Capturing Winter Carnival

02/22/2014 03:33PM ● By Grant Johnson

"Hoping for a Fast Horse," 12x24, oil on canvas by Chula Beauregard

By Jennie Lay

Chula Beauregard has found a knack for layering people into her plein air paintings. Her canvases that once featured Yampa Valley landscapes with site-specific shadows, game trails and seasonal shifts, now make room for the wily characters who inhabit these spaces. Historic figures are not exempt from insertion. What is essential to Beauregard is that they re-emerge on an authentic, identifiable landscape.

“The people need to add to the story,” she says. “That’s a part of the storytelling that I enjoy. I live in that story all the time – and now I’m delving back into my memories.”

Mining a lifetime of experiences growing up in Steamboat Springs, Beauregard has turned her painterly eye toward the sparkle of the 101-year-old winter carnival. Her winter carnival series captures not only the iconic natural stage upon which the events happen, but the overriding sense of wonder that they cast over the community.

In mid-January, a large study of the rodeo ground chariot races was getting its finishing touches on the easel in Beauregard’s Strawberry Park studio. The views here are no detriment to this oil painter’s plein air foundation.

Chariot racing is a carnival event from days gone by – an adrenaline-fueled spectacle marked by the agility and speed of horses. “It is fun to bring something back that isn’t here anymore,” Beauregard says, mulling over her painting. She relied on photographs from the 90s to draw out the action, but the lighting and the shadows are elements she gleaned this winter, going outside to paint again and again, fact-checking the background into which she was re-inserting history.

Howelsen Hill has been a powerful backdrop in Beauregard’s life. She was never a ski racer, but fond memories trickle through a lifetime of winter carnivals. Over the years, she played flute in the ski band and admired the adrenaline-fueled street events. Favorite high school memories were gleaned from days building carnival snow sculptures along Lincoln Avenue.

This is where she started her series: painting the snow sculpture construction. Soon after, stories from her husband, Cactus Beauregard’s, legendary ski family (the Bowes) crept into the narrative. “When I started the paintings, it opened up their experiences and so many memories of being at the center of winter carnival,” she says revealing no small admiration for the intricacies of daredevil acts from gelande ski jumping to skijoring.

“Putting people in the landscape is a lot harder. You can make a tree big and it doesn’t matter, but put a horse in there with the wrong leg and everyone knows. Plus, you need the pizzazz of the plein air,” she says. “I want to keep the painterly part…not making it so right-on that it’s photographic.”

Beauregard’s winter carnival series has showcased the fireworks, as seen from the hill above her Strawberry Park home. She made a fascinating light study to paint the night show’s human slalom. Winter Sports Club flags from the parade struck her fancy for their fluidity and color, but also for the “beauty of such strong skiers, skate skiing without poles, but waving the giant flags…and the mother ship there in the background, Howelsen Hill.”

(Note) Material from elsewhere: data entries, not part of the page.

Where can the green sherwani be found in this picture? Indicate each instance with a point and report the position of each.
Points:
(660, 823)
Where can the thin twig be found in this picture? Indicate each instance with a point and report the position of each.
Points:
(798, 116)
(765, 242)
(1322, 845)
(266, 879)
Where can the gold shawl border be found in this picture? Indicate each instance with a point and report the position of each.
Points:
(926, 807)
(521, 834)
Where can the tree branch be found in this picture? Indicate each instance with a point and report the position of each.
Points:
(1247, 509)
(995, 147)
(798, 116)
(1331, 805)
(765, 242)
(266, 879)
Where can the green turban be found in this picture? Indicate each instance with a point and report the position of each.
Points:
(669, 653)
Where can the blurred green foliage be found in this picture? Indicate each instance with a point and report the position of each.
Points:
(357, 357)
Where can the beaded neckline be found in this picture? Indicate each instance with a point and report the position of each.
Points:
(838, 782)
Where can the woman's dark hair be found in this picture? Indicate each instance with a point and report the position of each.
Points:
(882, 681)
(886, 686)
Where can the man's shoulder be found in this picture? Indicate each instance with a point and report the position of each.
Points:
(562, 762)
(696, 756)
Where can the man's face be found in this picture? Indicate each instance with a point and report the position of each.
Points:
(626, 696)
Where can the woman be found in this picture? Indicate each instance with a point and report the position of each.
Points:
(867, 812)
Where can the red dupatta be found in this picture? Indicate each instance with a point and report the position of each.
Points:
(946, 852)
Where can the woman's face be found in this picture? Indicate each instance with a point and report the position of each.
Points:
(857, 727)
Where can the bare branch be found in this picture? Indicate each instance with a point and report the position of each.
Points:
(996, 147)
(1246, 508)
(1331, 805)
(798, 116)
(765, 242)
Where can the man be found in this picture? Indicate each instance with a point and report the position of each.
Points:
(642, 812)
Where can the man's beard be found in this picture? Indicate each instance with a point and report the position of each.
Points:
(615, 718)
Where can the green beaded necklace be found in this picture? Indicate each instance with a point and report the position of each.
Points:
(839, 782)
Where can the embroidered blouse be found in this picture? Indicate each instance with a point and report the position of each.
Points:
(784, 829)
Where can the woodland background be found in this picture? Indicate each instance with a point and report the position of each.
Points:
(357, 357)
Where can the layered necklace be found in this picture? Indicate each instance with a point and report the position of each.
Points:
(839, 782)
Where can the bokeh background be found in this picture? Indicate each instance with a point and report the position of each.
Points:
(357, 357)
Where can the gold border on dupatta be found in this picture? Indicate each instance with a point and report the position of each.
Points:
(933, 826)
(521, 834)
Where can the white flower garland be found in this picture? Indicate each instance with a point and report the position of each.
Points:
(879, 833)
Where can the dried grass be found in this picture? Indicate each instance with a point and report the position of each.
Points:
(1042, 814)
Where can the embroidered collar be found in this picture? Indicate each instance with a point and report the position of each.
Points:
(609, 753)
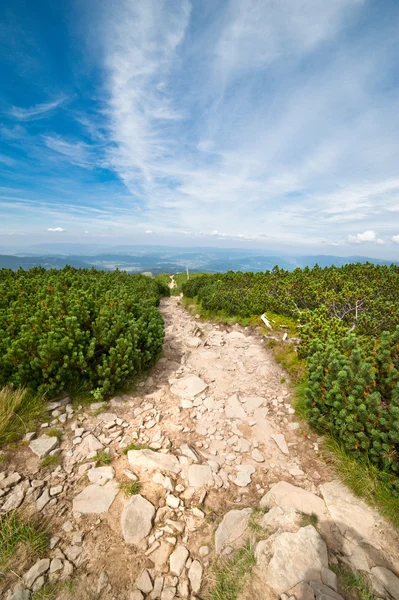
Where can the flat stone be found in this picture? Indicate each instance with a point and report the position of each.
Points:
(95, 499)
(177, 560)
(286, 559)
(100, 475)
(188, 386)
(388, 580)
(281, 443)
(144, 582)
(199, 476)
(43, 445)
(233, 529)
(285, 494)
(154, 461)
(136, 520)
(195, 576)
(38, 569)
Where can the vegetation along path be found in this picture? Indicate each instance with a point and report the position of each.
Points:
(202, 484)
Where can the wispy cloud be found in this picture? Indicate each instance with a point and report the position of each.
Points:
(37, 111)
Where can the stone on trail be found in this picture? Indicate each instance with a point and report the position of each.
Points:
(285, 494)
(178, 559)
(43, 445)
(233, 530)
(188, 386)
(195, 576)
(101, 475)
(281, 443)
(40, 567)
(154, 461)
(95, 499)
(199, 476)
(286, 559)
(136, 520)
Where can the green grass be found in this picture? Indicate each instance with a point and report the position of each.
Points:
(20, 411)
(15, 531)
(130, 488)
(309, 520)
(54, 433)
(135, 446)
(102, 458)
(230, 575)
(50, 461)
(364, 479)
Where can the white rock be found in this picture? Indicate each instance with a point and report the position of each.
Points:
(178, 559)
(136, 520)
(43, 445)
(100, 475)
(195, 576)
(95, 499)
(153, 461)
(233, 529)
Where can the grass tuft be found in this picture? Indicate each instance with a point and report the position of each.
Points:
(15, 531)
(102, 458)
(230, 575)
(51, 461)
(130, 488)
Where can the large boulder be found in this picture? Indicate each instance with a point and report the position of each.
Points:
(233, 530)
(136, 520)
(284, 494)
(286, 559)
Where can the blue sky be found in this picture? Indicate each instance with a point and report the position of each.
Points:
(203, 122)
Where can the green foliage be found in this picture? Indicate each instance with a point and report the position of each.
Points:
(76, 328)
(230, 575)
(14, 531)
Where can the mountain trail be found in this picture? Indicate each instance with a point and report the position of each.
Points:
(220, 459)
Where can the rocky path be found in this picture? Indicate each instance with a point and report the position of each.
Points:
(212, 439)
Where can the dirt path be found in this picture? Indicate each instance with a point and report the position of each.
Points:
(215, 431)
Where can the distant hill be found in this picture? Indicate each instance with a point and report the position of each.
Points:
(167, 260)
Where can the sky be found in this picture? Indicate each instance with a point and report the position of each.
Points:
(237, 123)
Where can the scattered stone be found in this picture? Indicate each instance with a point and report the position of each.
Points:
(281, 443)
(177, 560)
(38, 569)
(136, 520)
(95, 499)
(43, 445)
(152, 461)
(144, 582)
(195, 576)
(233, 529)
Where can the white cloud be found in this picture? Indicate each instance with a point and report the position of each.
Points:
(366, 237)
(34, 112)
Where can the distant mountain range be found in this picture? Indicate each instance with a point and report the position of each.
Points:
(172, 260)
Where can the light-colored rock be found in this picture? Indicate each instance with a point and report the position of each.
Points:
(100, 475)
(136, 520)
(199, 476)
(95, 499)
(177, 560)
(144, 582)
(279, 439)
(154, 461)
(233, 530)
(195, 576)
(43, 445)
(285, 494)
(348, 511)
(38, 569)
(286, 559)
(188, 386)
(388, 580)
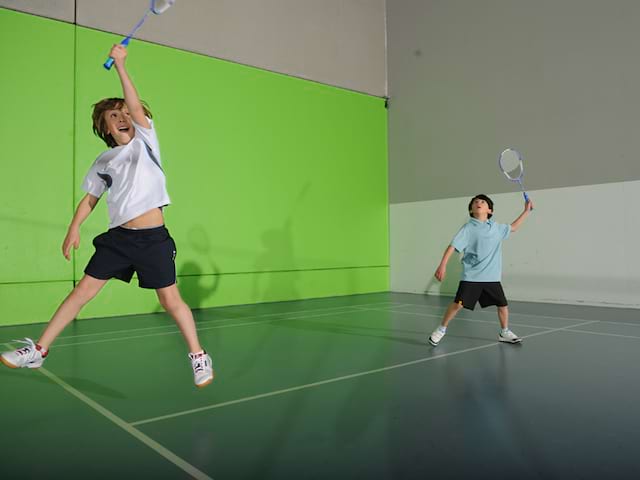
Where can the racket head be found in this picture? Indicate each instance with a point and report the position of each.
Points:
(160, 6)
(511, 164)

Now Beauregard’s sons, Lynx, 4, and Fischer, 5, are skiing at Howelsen Hill. “They’re headed for Winter Sports Club. It’s a natural,” she says. “It’s like asking one of the ranching families if they’re going to ride a horse. We’re a ski family.”

In her long years of cowbell ringing to come, it’s clear that this is one fan who will be recording the glint of the snow crystals and the shadows on the ski jump as carefully as she watches two young ski racers. This is how Beauregard remains true to the landscape and the light: “I want it to be factually correct. There are so many stories past and present that I know. To set it in a landscape that is familiar to me is important.”

 

Chula Beauregard’s winter carnival series is on exhibit at the Wild Horse Gallery. See her public art around Steamboat Springs, including the Bike Town USA mural downtown and the Western town façade in the Stockbridge playground.